CHARLOTTE, N.C. (QUEEN CITY NEWS) — An artificial chatbot with unlimited data is throwing a curveball at educators nationwide.

New York City Department of Education leaders have banned ChatGPT from their networks and devices. Carolina school districts are adapting as well.

The concern is that students could use the AI chatbot to cheat on papers and assignments.

Union County Public Schools tells Queen City News that it is blocking access to ChatGPT for students.

“I think anytime you take information and put a group of people in a room, you are going to come up with a different result, and every result is correct,” Chief Innovation & Technology Officer for Union County Public Schools Ben Allred said.

This picture taken on January 23, 2023 in Toulouse, southwestern France, shows screens displaying the logos of OpenAI and ChatGPT. – ChatGPT is a conversational artificial intelligence software application developed by OpenAI. (Photo by Lionel BONAVENTURE / AFP) (Photo by LIONEL BONAVENTURE/AFP via Getty Images)

Cabarrus County Schools chose not to block or ban ChatGPT from school devices.

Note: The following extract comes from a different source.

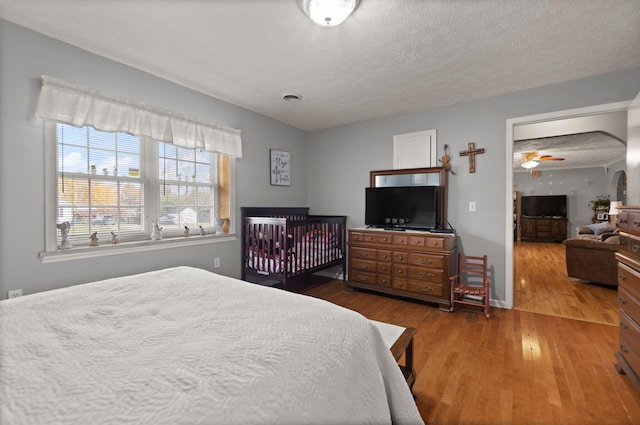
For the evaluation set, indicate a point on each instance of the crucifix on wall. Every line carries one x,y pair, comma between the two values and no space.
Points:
471,153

Instead, the school district decided to utilize the technology.

“When it first dropped, I threw it on a cabinet agenda and was like, ‘Let’s talk about it.’ And that group was like, ‘What is this and why are we talking to us about it?’ I was like, ‘Don’t worry, you will know why I am talking about it’,” Allred said.

Allred said ChatGPT and AI technology is both fascinating and not consistently accurate. Users say the technology produces dated essays, create inaccurate citations, and gets math problems wrong.

Allred says the unpredictability can allow educators to use it as a critical thinking tool.

“There are really great responses that you can get from ChatGPT, but you then have to think. So, we have to teach people how to think, which is what we do for a living,” Allred said.